If it is a relatively healthy meal replacement bar, divide your child’s weight by 150 pounds and give only a portion of the bar. Another factor to consider is there another purpose of the protein powder or bar? Does it help with muscle building, feeling full, weight loss, post workout recovery, inflammation, stamina or blood sugar control. Typically children’s health concerns respond better to a balanced healthful whole food diet. If having a balanced diet fails to improve the child’s health, consider seeing a registered homeopath.
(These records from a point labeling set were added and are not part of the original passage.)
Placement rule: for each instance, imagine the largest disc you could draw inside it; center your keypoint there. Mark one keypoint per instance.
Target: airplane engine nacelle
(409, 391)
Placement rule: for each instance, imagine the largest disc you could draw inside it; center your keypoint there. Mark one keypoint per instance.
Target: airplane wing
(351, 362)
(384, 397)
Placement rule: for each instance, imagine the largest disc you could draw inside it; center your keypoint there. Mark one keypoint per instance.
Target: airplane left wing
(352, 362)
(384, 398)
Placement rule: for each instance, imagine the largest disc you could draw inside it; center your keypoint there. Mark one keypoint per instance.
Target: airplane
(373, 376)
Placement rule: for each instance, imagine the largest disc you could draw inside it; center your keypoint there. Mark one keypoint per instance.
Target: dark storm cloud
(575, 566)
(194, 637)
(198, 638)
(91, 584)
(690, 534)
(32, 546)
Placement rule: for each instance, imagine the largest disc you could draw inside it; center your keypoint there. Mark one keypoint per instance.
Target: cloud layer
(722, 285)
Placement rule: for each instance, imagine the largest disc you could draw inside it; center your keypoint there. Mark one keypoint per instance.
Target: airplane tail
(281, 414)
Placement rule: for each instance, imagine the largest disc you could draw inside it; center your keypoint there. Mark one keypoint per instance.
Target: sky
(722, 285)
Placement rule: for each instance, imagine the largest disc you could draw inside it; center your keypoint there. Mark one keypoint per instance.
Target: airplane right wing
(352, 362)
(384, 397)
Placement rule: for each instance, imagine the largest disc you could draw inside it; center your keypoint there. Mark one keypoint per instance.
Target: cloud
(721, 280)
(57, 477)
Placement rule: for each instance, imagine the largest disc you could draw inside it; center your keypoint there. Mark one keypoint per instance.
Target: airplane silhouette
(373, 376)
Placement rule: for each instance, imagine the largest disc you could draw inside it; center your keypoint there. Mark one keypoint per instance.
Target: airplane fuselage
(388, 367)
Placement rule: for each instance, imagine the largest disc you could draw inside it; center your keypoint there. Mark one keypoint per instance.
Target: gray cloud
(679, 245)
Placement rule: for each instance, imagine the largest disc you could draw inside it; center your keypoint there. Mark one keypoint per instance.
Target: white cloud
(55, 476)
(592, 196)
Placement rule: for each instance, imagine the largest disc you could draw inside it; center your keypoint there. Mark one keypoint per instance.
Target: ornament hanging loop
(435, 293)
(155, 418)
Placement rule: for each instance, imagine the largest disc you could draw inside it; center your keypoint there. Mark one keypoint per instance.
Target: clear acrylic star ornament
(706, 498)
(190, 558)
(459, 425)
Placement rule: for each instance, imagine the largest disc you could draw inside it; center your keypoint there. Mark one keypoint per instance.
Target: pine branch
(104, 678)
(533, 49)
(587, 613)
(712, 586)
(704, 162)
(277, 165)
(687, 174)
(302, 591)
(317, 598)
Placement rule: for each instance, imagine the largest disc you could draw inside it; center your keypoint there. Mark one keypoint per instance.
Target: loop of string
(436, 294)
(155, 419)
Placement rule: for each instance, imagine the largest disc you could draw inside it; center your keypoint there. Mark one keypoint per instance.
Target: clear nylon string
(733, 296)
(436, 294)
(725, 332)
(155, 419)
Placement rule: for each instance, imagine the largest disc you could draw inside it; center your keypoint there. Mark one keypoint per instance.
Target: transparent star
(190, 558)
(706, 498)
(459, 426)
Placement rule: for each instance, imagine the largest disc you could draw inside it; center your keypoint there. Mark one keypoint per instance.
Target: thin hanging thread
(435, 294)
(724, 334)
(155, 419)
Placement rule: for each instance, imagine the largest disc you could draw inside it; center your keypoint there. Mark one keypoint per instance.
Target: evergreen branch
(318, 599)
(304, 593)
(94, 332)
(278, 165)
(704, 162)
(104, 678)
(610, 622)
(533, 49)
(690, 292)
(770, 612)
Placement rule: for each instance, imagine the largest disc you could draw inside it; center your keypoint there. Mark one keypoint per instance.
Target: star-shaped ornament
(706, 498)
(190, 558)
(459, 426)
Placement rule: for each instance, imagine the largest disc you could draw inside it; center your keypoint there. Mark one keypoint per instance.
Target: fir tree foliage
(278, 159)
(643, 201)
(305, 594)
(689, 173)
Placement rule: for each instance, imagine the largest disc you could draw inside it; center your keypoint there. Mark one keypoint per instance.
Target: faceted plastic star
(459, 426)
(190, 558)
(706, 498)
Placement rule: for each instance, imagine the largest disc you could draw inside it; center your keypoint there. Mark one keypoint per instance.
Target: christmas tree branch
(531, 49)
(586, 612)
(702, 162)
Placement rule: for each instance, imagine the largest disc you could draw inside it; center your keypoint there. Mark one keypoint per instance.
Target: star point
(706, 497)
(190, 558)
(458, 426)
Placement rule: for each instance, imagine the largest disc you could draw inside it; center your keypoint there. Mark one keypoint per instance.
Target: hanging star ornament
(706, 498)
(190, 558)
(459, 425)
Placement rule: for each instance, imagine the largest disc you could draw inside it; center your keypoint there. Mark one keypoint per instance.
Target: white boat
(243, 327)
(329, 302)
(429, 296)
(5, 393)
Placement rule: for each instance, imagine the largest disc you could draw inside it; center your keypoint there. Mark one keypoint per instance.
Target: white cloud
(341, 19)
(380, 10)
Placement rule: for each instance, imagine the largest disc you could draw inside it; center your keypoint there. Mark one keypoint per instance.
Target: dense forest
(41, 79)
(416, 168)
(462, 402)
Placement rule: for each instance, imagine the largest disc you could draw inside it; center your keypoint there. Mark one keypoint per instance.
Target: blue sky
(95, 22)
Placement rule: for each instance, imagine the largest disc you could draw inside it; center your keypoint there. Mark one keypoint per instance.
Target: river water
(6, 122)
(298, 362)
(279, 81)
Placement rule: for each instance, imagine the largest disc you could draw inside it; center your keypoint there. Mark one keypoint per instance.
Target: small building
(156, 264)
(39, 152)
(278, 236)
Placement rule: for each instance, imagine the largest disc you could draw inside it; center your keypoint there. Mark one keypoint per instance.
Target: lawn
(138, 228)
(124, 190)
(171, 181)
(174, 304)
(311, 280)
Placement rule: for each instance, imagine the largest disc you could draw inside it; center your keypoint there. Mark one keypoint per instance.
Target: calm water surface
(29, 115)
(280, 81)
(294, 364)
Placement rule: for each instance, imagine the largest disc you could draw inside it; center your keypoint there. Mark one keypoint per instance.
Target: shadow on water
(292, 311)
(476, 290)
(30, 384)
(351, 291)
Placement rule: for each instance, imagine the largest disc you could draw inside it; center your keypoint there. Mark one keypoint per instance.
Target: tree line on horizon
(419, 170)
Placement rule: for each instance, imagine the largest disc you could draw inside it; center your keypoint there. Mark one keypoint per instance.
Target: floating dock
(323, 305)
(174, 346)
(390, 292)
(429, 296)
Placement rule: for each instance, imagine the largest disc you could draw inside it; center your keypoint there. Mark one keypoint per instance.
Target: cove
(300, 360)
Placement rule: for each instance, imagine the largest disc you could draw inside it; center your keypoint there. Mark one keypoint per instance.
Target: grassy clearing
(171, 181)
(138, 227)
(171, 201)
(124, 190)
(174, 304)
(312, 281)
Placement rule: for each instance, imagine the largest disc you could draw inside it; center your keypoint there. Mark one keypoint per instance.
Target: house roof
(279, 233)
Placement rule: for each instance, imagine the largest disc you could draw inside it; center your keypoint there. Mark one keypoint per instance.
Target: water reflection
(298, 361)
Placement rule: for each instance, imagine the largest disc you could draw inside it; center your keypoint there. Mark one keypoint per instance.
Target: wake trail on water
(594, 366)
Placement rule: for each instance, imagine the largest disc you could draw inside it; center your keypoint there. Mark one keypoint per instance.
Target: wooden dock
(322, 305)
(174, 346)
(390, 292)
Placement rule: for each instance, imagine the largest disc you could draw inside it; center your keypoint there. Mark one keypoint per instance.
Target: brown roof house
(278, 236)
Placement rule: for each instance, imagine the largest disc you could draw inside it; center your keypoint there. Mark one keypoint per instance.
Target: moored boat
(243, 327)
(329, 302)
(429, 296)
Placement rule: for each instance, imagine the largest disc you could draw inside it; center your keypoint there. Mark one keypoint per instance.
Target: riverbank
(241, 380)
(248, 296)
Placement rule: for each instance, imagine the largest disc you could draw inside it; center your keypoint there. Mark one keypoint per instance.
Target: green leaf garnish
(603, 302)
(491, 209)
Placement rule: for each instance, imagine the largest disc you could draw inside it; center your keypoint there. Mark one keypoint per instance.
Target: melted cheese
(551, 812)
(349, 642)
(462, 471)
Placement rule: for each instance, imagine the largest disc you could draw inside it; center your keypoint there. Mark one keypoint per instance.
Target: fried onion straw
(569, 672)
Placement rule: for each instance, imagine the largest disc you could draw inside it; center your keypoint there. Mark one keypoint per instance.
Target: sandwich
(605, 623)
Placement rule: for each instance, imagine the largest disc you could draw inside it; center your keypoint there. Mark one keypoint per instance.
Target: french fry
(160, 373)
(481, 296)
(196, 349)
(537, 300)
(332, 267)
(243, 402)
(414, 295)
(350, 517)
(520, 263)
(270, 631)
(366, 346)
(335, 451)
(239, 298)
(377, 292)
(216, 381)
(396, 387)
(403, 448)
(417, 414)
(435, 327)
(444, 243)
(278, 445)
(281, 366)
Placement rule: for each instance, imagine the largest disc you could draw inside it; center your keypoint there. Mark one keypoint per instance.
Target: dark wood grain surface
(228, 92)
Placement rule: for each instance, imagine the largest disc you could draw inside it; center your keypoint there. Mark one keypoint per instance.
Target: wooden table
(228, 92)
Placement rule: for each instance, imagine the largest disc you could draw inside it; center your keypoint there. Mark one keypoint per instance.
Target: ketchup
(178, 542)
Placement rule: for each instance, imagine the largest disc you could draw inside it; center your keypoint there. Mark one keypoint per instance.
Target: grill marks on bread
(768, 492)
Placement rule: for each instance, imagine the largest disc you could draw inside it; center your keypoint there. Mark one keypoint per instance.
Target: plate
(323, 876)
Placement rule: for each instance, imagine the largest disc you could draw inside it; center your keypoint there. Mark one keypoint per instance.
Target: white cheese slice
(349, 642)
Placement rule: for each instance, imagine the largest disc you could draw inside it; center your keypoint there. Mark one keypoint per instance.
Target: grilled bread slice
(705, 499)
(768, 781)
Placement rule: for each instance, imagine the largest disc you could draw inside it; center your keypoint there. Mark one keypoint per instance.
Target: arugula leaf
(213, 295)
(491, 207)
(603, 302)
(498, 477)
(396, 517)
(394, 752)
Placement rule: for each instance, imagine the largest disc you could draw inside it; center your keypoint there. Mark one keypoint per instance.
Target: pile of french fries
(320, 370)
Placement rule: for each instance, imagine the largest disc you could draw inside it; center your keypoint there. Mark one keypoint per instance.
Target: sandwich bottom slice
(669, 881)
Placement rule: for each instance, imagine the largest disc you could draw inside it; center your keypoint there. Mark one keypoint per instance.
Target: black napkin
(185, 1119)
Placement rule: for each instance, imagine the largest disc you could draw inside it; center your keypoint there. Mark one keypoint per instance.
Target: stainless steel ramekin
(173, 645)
They will prescribe safe safe and gentle medicines based on your child’s unique needs and it has been around for 300 years. Children respond really well to homeopathic treatment.

A study of areas of that world that host large pockets of residents that typically live past 100 years of age, found that they tend to be lacto ovo vegetarians, which means they are primarily vegetarians who consume some milk and eggs. They also tend to work daily despite their age and have good social contacts. These pockets of centenarians were labelled the “Blue Zones” and are people like the Seventh Day Adventists in Loma Linda California and the Barbagia Region of Sardinia Italy. If you are not a vegetarian, try and take your protein sources from white meat, eggs, two legged animals or fish. Everyone should focus on a healthy whole food diet, using mostly legumes as your protein source, whole grains, (brown rice, quinoa, millet, oats etc), fruits, vegetables and choosing healthy fats such as nuts, seeds, olives and olive oil.

Try making your own smoothies using a more natural food source. Natural protein sources that are useful for shakes are organic yogurt and cottage cheese, nuts and nut butters, tahini paste, hemp, chia, sunflower or flax seeds, coconut milk, quinoa, oats, kale and avocado. As mentioned earlier non genetically modified soy or tofu on occasion would be acceptable, long term use may not be advised. There are many recipes for homemade bars that contain fruit, nuts, seeds and whole grains that are delicious and are a safe snack without the added vitamins, amino acids, herbs, additives and excessive protein. Quick snacks can be as simple as sliced apple with nut butter, a boiled egg and carrot sticks, celery sticks with cheese and mixed nuts and fruit.